Schitt’s Creek Heart Shaped Cookie

Breakfast Cookies


  • ½  t. salt
  • 1-3 t. cinnamon

Wet ingredients

  • 1/2C. honey
  • ½ C.  oil
  • ½ C.  peanut butter (optional) OR 1T. molasses
  • 1 large egg (beat with 1 tablespoon water)
  • 1 -3 t. vanilla extract

Dry ingredients

  • 1 C. whole-wheat flour (a pinch more depending on the moisture of the mix)
  • 1 ½ C. of old fashioned rolled oats (quick cooking is ok too- do not use instant)
  • ½ t. baking soda
  • ½ t. baking powder


  • ½-1 cup dark chocolate chips, raisins, dried cranberries, dried blueberries (any dried fruit
  • ½ -1 cup almonds or pecans

What You’ll Need

  • Mixing bowls
  • Baking sheet
  • Parchment paper


  • In a medium bowl, mix all the dry ingredients together.
  • In a large bowl, beat egg with water.
  • Add the remaining wet ingredients to bowl and mix together. Tip: When measuring out the honey, measure the oil first then use the same cup for the honey. Your honey won’t stick to the cup. Or spray the measuring cup with cooking oil spray if you’re not using oil.
  • Mix the dry ingredients into the wet ingredients. Add the raisins and walnuts and mix. If the mixture seems too wet, add a bit of flour. If it isn’t binding together very well, you may wish to add an egg white.


  • Cool the mix for 30 minutes in the refrigerator.
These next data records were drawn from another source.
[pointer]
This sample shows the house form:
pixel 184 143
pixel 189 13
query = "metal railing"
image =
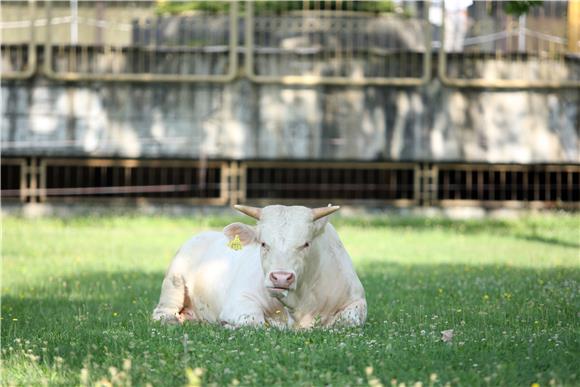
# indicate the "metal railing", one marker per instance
pixel 336 43
pixel 303 43
pixel 140 46
pixel 260 182
pixel 491 48
pixel 14 180
pixel 193 182
pixel 18 54
pixel 337 182
pixel 507 185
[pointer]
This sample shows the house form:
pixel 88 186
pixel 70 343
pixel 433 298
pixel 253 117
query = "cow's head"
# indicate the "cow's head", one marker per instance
pixel 286 237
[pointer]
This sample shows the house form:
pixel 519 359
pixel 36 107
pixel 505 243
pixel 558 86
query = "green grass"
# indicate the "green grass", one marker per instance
pixel 77 295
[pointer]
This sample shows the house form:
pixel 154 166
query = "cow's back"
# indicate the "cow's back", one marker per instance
pixel 210 268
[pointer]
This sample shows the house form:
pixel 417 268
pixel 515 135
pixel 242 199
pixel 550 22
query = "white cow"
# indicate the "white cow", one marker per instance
pixel 291 270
  • Preheat the oven to 335 degrees (lower temperature due to the honey in the recipe which will burn more easily).
  • Line a baking sheet with parchment paper. Scoop enough to make a 3-inch cookie onto the baking sheet. Press down and spread out to about ½ “ thick.
  • Bake for about 10-12 minutes or until golden on the bottom of the cookie. Place cookies on rack to cool for 5 minutes.
  • The cookies freeze very well and make a grab and go breakfast or snack!